As you already know, I already made something that aggregates context from various buffers, and it works very well. I added it to my fork (mostly I just renamed the prefix from contexter to gptel). You can check it out at https://github.com/daedsidog/gptel/blob/contexter/gptel-contexter.el. Note that I haven't finished integrating it, because I'm not sure which branch the menu in the images appears in, as my transient menu is different than what I see in the images.

I'll check it out, thanks! All the images are from the master branch, the transient menu has had several minor tweaks in the past couple of days but I think I'm close to done.

There are also a few new menu options, as discussed in this thread, accessible by setting gptel-expert-commands to t. I will make the new "add directive" option visible by default soon.

daedsidog commented 3 months ago

@karthink I'll make a pull request so that we won't have this fragmented communication about this, and everything will be in one area.

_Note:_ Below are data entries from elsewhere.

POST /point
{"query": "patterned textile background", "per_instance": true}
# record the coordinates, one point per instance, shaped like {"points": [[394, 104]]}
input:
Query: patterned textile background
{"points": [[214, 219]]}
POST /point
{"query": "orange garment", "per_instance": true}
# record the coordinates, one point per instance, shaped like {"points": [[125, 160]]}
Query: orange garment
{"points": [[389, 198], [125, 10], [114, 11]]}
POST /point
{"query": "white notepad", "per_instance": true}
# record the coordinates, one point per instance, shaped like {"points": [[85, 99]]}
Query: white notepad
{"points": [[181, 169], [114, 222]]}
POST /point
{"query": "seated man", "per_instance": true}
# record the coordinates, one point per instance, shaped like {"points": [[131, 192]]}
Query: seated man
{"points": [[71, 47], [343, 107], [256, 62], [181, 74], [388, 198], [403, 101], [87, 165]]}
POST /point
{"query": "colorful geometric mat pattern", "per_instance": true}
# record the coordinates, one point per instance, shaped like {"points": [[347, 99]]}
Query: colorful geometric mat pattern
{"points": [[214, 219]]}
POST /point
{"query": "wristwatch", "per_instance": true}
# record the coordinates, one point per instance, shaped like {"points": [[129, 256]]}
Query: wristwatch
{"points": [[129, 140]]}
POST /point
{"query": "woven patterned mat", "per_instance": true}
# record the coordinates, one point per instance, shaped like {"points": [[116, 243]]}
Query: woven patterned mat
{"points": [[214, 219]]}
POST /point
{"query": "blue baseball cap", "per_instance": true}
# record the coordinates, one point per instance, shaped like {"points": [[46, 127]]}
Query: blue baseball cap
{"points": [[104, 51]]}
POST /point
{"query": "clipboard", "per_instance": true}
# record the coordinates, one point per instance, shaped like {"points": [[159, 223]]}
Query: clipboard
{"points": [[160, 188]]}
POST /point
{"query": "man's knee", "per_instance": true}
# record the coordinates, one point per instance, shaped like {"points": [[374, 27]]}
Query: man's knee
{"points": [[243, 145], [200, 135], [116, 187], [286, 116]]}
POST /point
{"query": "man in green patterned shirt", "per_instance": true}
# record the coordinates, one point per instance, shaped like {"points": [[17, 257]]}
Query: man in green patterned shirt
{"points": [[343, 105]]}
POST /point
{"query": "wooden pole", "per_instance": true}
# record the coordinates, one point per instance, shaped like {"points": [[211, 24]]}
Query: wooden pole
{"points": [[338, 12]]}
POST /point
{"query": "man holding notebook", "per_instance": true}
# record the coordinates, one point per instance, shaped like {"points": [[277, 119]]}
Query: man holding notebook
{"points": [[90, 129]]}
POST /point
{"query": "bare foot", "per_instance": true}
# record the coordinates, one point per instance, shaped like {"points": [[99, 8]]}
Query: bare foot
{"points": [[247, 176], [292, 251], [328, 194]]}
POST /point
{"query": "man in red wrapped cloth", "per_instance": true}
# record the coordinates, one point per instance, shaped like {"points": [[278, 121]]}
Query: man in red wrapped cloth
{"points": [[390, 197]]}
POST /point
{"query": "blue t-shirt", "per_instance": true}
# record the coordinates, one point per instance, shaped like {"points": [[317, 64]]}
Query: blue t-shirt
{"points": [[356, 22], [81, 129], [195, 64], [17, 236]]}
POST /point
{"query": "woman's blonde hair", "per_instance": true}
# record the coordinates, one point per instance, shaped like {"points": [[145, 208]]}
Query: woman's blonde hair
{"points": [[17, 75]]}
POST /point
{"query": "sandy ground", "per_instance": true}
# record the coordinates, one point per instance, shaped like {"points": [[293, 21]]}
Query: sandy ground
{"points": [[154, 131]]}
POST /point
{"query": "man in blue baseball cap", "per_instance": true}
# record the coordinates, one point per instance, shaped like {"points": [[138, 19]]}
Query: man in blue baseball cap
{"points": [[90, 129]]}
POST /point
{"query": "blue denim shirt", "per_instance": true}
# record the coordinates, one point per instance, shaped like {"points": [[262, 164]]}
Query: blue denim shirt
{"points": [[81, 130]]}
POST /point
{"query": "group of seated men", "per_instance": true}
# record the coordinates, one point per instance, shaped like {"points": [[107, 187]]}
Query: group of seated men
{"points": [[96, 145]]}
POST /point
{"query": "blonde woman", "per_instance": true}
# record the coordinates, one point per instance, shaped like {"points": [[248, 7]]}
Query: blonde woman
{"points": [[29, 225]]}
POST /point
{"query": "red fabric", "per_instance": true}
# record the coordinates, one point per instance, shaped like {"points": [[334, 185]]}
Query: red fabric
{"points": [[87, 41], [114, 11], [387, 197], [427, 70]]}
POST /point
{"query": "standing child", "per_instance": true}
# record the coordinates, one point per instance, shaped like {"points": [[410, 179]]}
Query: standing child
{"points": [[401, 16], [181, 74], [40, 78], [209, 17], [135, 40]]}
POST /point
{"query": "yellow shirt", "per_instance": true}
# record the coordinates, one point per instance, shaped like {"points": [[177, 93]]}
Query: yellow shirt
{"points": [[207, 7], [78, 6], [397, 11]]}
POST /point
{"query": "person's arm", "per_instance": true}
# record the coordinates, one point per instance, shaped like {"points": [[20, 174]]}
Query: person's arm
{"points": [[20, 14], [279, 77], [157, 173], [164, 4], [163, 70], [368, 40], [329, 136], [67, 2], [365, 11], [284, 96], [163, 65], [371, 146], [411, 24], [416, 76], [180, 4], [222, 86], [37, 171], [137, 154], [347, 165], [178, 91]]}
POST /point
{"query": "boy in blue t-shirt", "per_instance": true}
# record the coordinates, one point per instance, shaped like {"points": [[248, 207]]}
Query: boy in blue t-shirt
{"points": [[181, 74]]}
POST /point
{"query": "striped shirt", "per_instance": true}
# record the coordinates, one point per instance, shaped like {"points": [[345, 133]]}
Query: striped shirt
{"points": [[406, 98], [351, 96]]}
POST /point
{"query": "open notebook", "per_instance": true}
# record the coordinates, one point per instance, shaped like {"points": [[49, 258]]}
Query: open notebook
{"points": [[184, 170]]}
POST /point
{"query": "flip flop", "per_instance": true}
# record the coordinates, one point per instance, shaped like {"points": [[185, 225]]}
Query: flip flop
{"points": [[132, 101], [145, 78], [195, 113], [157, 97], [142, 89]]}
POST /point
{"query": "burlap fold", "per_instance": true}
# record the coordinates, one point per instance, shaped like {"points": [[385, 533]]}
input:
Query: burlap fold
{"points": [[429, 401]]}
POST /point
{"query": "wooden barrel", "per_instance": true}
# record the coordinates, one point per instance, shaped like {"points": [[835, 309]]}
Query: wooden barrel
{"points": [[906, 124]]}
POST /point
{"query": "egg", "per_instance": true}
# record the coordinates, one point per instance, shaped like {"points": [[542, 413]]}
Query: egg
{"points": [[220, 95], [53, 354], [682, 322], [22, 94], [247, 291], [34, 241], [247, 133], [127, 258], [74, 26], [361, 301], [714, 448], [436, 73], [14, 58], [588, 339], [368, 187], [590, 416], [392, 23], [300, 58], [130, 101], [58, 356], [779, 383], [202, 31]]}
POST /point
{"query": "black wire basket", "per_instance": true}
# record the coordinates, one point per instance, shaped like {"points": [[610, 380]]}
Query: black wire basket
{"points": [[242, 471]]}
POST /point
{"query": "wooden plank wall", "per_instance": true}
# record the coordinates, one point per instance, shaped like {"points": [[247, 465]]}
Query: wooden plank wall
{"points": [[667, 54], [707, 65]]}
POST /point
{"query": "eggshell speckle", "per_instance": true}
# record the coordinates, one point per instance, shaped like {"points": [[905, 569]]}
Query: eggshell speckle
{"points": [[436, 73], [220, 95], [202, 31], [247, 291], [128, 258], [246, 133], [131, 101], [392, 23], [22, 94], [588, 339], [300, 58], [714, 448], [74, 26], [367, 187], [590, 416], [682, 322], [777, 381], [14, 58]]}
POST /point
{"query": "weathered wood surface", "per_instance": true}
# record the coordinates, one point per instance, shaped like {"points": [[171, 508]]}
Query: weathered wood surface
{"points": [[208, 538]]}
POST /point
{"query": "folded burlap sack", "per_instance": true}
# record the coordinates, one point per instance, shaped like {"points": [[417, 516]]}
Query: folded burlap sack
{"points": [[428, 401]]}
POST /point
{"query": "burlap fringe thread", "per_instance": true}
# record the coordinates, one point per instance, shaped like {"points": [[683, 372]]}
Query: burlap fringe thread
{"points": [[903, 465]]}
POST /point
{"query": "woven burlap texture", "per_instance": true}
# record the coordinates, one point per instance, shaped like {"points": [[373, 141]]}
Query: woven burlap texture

EDIT: https://github.com/karthink/gptel/pull/256

jwr commented 3 months ago

Thank you for considering my comments! In order to keep this brief, I'll try to respond only to things where a response is necessary. In many cases you either pointed out a better way to do something or stated why you believe things should be done a certain way and I won't discuss those.

Menu issues

  1. I wasn't sure where the colon before the directive came from, and what it signifies.

This is a limitation of the Transient interface, you need a unique prefix to distinguish options from each other. I think I can remove it with some elbow grease. I'll take a look eventually, but I think it's harmless for now.

I wouldn't worry about it too much. It was somewhat confusing, but as long as it doesn't end up in prompts, it doesn't matter.

  1. I would also add "q" everywhere, which would quit. I know there is C-g, but most modern Emacs packages spoiled me by providing an easy-to-access 'q' which always just quits and closes any popup buffers.

This is a global Transient setting, see (info "(transient) Aborting and Resuming Transients"), and the function transient-bind-q-to-quit. Presumably you want it to be set everywhere, including in magit (if you use it) and other Transient menus?

I don't think adding it to gptel's menus specifically is the right way to go about it.

Indeed, probably not — I didn't know about this option. I was used to Magit allowing me to use 'q' to quit anywhere, and I thought this was the default for transients.

To Ediff, you can respond in-place and then bring up gptel-menu with the cursor in the response region. If you regenerate a response many times, you can cycle through past responses and Ediff against any of them.

Ok, I had absolutely no idea that generated text is anything more than text and that gptel can interact with it! It's a great feature, but might be difficult to discover. BTW, "Ediff previous" still has some rough edges (sometimes gives me "Marker does not point anywhere", and when I quit ediff it tries to kill the buffer, but those might be my issues, I'll keep testing).

  1. Looking at the gptel menu, most of the things on the left are options I never use. I change the model very often, but it's on a "-m" binding, not a direct one. I don't use the middle column. I use the "Response to" options often. So this isn't optimized, at least not for my use case.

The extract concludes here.